Marianne poses beside a bucket set inside another bucket which is screwed to an up-turned bucket.

Apple Vale Emily

Meanwhile, these characters have joined us, meet Bob and Penny:

 Finally, Fiesta loves to inspect the paddock hoovering:

Sunday 21 February 2021

There's a new kid in town

 Four weeks ago, we separated the weanlings with their chaperones, and also started halter training. After the usual slow but steady progress, and struggles with trying to walk on saturated, slippery ground, they have settled down, and are walking steadily.

 Having sold our stud males at the end of last year, our thoughts turned to this year's mating plans, and after looking at the For Sale ads, and making some discrete specific enquiries, we found Popham Augustus, an excellent male ready to start work this year.

Sired by 2015 BAS National Show, Supereme Champion, Popham Havengore, and with the dam of 2019 BAS National Show Supreme Champion (Popham Gabine) as his grand-dam on his dam's side, he has distinction in his immediate ancestry, while his pedigree as great grand-sires or great-great grand-sires includes Accoyo Remarque, ILR Alpine Fibre's Brutus, Peruvian Spartacus, Cambridge Navigator, Perumbete Inti, and Jolimont Warrior.
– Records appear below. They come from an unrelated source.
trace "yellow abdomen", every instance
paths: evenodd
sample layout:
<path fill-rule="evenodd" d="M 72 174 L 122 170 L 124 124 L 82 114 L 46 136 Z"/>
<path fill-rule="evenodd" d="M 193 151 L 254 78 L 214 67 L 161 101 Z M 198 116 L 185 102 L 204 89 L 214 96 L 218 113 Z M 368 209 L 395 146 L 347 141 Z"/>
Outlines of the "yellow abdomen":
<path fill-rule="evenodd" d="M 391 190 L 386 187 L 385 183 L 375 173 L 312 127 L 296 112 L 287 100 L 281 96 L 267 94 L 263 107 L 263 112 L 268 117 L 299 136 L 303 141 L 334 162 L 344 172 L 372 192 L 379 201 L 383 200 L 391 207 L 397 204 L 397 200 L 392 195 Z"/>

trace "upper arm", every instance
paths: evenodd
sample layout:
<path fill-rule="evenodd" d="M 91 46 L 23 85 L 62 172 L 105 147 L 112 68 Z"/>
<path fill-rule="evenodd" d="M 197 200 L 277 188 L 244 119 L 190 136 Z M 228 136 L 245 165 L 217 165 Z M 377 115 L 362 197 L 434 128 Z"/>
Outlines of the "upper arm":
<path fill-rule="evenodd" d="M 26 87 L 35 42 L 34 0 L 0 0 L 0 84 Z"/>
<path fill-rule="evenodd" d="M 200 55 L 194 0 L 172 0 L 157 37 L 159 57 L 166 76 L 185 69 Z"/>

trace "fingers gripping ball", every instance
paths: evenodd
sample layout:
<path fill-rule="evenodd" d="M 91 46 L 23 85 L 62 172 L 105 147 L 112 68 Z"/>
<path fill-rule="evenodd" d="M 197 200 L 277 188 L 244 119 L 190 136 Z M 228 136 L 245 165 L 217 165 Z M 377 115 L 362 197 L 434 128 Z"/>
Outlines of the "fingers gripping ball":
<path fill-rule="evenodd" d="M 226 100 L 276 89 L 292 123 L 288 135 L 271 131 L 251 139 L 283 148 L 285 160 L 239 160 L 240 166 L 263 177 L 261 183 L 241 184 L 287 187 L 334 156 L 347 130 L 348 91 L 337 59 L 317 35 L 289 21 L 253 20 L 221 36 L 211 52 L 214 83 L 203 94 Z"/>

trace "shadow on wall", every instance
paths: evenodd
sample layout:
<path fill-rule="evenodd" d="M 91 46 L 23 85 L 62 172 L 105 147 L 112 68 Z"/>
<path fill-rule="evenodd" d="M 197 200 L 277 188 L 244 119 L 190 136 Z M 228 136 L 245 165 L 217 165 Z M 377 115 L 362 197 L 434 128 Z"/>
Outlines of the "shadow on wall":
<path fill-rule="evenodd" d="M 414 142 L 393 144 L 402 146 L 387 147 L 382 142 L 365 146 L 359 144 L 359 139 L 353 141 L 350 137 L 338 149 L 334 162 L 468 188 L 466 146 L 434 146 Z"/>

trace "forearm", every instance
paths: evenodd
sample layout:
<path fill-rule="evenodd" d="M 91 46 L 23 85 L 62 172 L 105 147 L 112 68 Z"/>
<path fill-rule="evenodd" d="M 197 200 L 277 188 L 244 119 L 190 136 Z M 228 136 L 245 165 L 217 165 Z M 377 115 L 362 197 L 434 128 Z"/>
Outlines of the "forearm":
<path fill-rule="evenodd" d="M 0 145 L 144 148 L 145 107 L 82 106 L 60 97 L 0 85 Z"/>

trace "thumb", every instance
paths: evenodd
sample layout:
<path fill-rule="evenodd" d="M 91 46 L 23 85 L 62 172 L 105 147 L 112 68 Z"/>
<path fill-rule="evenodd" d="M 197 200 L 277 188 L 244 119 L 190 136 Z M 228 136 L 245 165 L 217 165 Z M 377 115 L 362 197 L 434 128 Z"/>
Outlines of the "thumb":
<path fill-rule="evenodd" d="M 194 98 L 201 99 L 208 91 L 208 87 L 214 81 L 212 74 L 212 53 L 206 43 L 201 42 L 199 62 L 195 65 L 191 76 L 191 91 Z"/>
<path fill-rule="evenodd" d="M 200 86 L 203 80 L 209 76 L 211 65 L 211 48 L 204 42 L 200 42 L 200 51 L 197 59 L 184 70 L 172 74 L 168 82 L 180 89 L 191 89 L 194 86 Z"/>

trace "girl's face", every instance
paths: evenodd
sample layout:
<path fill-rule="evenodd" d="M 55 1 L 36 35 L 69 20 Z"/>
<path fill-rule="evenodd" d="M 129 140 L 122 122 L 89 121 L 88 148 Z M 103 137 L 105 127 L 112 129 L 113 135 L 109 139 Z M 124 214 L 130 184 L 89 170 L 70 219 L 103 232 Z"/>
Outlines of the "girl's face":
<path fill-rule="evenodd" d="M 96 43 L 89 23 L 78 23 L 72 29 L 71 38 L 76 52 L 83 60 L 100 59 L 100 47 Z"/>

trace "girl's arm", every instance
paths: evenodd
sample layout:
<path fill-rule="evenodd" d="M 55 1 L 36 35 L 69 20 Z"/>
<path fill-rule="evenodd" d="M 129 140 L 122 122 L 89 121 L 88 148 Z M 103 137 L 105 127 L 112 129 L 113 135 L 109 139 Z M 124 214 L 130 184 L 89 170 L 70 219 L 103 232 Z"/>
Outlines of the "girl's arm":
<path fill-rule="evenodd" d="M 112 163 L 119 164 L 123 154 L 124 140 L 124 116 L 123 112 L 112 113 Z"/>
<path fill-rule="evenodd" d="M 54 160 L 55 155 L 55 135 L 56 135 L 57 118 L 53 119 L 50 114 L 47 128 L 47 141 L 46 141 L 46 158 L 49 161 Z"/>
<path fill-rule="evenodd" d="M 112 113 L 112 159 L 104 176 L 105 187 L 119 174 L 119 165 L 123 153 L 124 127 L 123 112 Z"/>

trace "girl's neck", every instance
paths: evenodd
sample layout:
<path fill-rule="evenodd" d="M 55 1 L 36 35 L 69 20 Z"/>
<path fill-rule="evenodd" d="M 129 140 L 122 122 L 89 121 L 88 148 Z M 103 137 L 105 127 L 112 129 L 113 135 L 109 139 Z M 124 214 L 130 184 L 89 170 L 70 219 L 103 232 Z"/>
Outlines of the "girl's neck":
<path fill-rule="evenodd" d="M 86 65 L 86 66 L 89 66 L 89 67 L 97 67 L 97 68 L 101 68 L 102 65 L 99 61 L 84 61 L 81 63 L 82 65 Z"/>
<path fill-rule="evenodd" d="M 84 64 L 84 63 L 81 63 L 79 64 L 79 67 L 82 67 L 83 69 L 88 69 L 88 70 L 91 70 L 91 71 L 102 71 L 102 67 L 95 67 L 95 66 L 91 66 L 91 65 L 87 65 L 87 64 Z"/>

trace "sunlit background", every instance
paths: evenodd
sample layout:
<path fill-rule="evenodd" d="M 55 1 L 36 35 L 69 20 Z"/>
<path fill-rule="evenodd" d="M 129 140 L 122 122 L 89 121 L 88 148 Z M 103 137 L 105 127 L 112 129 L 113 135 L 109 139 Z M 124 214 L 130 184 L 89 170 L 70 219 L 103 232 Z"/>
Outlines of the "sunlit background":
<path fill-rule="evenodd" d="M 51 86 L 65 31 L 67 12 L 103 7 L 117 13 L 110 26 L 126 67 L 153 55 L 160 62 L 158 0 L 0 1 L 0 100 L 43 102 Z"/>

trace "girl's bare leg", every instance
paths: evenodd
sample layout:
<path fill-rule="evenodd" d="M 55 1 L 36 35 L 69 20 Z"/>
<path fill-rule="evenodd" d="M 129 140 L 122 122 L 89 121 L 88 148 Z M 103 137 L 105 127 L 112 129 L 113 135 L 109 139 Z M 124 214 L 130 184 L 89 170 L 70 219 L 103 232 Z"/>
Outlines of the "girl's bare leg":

Naturally he has a fabulous fleece and conformation, and a gentle temperament.

 We gave him a welcome of warm Somerset rain, served horizontally, and he came wearing a 'grey Cornish coat', understandably given the recent weather - in the coming week(s) he will lose that  and become his natural white, (probablywith a tint of pink Somerset soil!).

He has settled-in well with his paddock mate, and has shown a keen eye for the ladies - we have a few open females for him, and once this years cria have landed, we will have more selections to make to keep him busy.

Our thanks to Gary and Felicia of Popham Alpacas for entrusting us with this lovely boy.